GULP

Code details

The original version of GULP [115] was written in Fortran 77 since the more recent standards had yet to be released. This implied that memory was statically allocated via a series of parameters. Subsequently, non-standard extensions were introduced to allow the second derivative arrays to be dynamically declared, since they represented the dominant use of memory. For the current version Fortran 90 has now been adopted leading to full use of dynamic memory.

The program has been compiled and tested for most Unix-style operating systems, including Linux and Apple-Macintosh OSX, using most Fortran 90 compilers. While compilation under MS-DOS is in principle possible, this operating system is not supported since it is the only operating system that cannot be automatically catered for within a single standard Makefile.

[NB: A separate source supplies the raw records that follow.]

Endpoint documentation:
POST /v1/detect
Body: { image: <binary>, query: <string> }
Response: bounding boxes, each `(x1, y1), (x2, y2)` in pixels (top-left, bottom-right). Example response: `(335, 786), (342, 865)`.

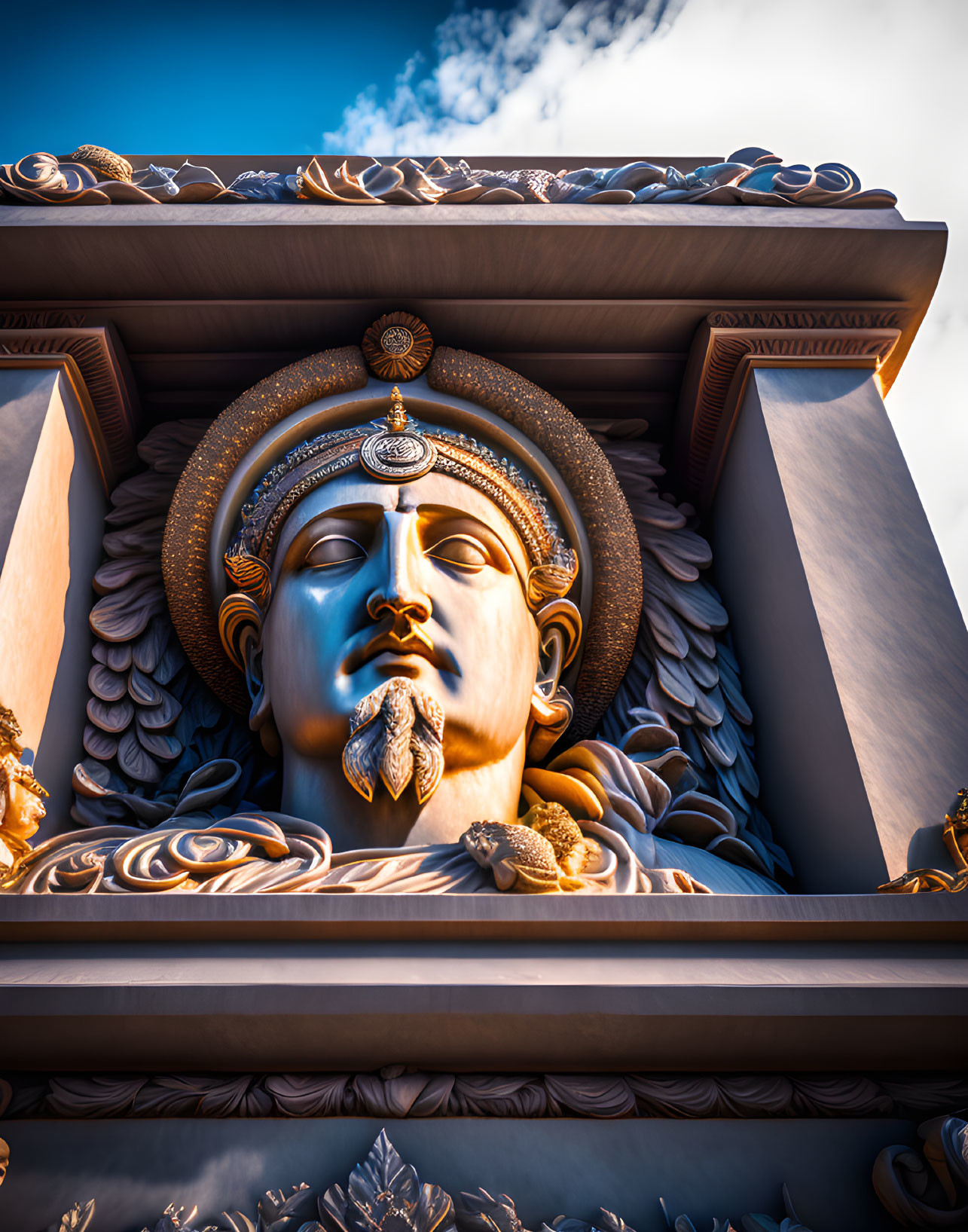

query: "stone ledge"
(0, 893), (968, 941)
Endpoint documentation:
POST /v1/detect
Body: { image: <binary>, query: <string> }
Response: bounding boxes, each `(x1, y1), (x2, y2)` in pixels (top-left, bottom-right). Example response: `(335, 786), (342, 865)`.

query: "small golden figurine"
(877, 787), (968, 894)
(0, 706), (48, 883)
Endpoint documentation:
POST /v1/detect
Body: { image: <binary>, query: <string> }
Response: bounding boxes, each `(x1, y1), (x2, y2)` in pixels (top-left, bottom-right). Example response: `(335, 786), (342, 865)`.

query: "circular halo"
(161, 337), (642, 741)
(361, 312), (433, 382)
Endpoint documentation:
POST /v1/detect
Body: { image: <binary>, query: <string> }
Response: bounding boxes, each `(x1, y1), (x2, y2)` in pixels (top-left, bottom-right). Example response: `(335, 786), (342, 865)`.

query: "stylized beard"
(342, 677), (444, 805)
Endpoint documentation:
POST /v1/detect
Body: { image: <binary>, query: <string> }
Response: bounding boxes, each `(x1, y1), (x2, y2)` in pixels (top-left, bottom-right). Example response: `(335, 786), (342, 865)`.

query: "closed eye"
(303, 535), (366, 569)
(426, 535), (494, 573)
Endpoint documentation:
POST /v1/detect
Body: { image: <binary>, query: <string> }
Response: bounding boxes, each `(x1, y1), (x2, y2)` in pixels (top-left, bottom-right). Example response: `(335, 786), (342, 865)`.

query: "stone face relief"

The code has also been parallelised for the evaluation of the energy and first derivatives using MPI, based upon a replicated data paradigm. When performing calculations on sufficiently large systems that require the use of parallel computers, then the most appropriate types of calculation are usually either conjugate gradient optimisation or molecular dynamics. Hence, the absence of second derivatives is less critical. However, a distributed data algorithm for the second derivatives and using Scalapack for matrix diagonalisation/inversion would be feasible and may be implemented in the future. Because GULP is currently targetted primarily at crystalline systems, where unit cells are typically small, the distribution of parallel work does not use a spatial decomposition. Instead the Brode-Ahlrichs algorithm [116] is used for the pairwise loops in real space in order to try to ensure load balancing over the processors. A similar approach is used for the four-body potentials based on the first two atoms of the sequence of four. In the case of three-body potentials, the work is divided by a straight distribution of pivot atoms over the nodes. Parallelisation in reciprocal space is achieved by a equal division of reciprocal lattice vectors over nodes. Given that the number of operations per $k$-vector is equal, this should guarantee load balancing as long as the number of reciprocal lattice vectors is large compared with the number of processors (which is almost always the case).